PERMISSION/PROTOCOL
← Use cases

Data Mutation Gate

Gate AI agent data mutations before production changes.

AI agents do not only write code. When they hold database, provider, or tool credentials, the dangerous action is the mutation itself. Permission Protocol puts a signer in front of that action boundary.

AI agent data mutation gateAI agent database deletionproduction data authorizationagent data mutation approvalsigned receipt for database deletion

The problem

Agents can delete production rows, backups, volumes, or provider resources through APIs that never pass through GitHub.

A PR approval does not cover a direct database command or provider API call made by an agent session.

After an incident, teams need evidence of who approved the exact resource, environment, and destructive action.

How Permission Protocol handles it

Wrap destructive database and provider methods with a pre-execution authorization check.

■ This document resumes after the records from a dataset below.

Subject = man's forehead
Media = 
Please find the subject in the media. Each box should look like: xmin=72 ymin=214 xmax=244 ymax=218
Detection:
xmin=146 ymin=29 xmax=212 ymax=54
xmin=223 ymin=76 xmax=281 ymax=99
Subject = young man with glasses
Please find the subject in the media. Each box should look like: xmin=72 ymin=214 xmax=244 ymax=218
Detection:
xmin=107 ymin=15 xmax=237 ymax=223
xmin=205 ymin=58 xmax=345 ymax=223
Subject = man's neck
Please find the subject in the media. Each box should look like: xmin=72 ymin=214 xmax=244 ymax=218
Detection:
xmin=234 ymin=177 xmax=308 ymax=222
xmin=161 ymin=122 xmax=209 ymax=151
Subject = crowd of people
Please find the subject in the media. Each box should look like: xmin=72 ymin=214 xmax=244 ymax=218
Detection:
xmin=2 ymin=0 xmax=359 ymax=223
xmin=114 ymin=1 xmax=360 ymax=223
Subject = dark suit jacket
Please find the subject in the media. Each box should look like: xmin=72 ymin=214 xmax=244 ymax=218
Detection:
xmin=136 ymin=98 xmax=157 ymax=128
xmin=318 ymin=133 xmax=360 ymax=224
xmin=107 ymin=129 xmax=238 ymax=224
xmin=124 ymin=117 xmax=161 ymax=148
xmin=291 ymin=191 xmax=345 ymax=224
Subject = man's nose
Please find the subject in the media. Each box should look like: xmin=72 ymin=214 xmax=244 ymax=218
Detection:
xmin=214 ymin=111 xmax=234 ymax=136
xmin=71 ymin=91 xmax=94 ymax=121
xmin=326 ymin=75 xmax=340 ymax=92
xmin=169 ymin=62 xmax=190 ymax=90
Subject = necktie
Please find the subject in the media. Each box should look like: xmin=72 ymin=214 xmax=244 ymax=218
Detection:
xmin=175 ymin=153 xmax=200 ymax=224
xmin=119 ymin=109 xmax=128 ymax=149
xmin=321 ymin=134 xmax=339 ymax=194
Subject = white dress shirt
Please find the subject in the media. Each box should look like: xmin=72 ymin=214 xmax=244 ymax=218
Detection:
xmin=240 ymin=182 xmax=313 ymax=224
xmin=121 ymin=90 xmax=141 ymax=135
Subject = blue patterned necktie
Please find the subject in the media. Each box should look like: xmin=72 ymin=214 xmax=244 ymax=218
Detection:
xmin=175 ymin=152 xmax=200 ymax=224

Require approval for production data mutation, backup deletion, and volume deletion based on environment and resource.

Issue a receipt that binds the actor, tool, action, resource, environment, approver, and expiry.

Concrete bad scenario

An agent has a provider token that can delete a production database, backup, or volume. The change does not require a PR, so the gate must sit before the provider API call.

Policy Permission Protocol applies

Read-only production inspection can clear automatically. Production database deletion, backup deletion, bulk row deletion, and volume deletion require a named human signer. Unscoped destructive actions are denied.

Exact enforcement point

The database proxy, provider API wrapper, job runner, or MCP tool calls Permission Protocol before executing the mutation. If no valid receipt exists for the exact action, resource, environment, and actor, the call fails closed.

Sample receipt

Actor and agent session
Tool, provider, or database method
Action: delete, update, truncate, restore, or mutate
Resource id and environment
Approver identity and role
Policy id, decision, timestamp, and expiry

Would Permission Protocol block this?

Blocked

Production backup deletion

An agent attempts to delete a production backup through a provider API. The call pauses until an authorized signer approves that exact backup and environment.

Cleared

Read-only customer lookup

The agent reads a customer status field. Policy treats the read as low risk and lets the call proceed without manual approval.

Denied

Unscoped table truncate

The agent requests a broad production truncate without a specific resource or recovery path. Policy denies the action instead of offering an approval shortcut.

Implementation checklist

  1. 1Identify agent tools, provider APIs, and scripts that can mutate production data or backups.
  2. 2Route destructive mutations through a Permission Protocol wrapper before execution.
  3. 3Set policies for allowed reads, approval-required mutations, and denied destructive actions.
  4. 4Store receipts next to database, provider, and incident logs for review.
Start with the quickstart

FAQ

Is this the same as Deploy Gate?

No. Deploy Gate covers PRs and deploy workflows. Data Mutation Gate covers direct database, provider, or tool actions that can change production data without a PR.

Does every data operation need a human?

No. Reads and low-risk mutations can clear under policy. Destructive production mutations need a signer because the blast radius is immediate.

Where should the gate live?

Place it at the real action boundary: database proxy, provider wrapper, job runner, MCP tool, or internal admin tool. A GitHub-only gate will miss direct credential paths.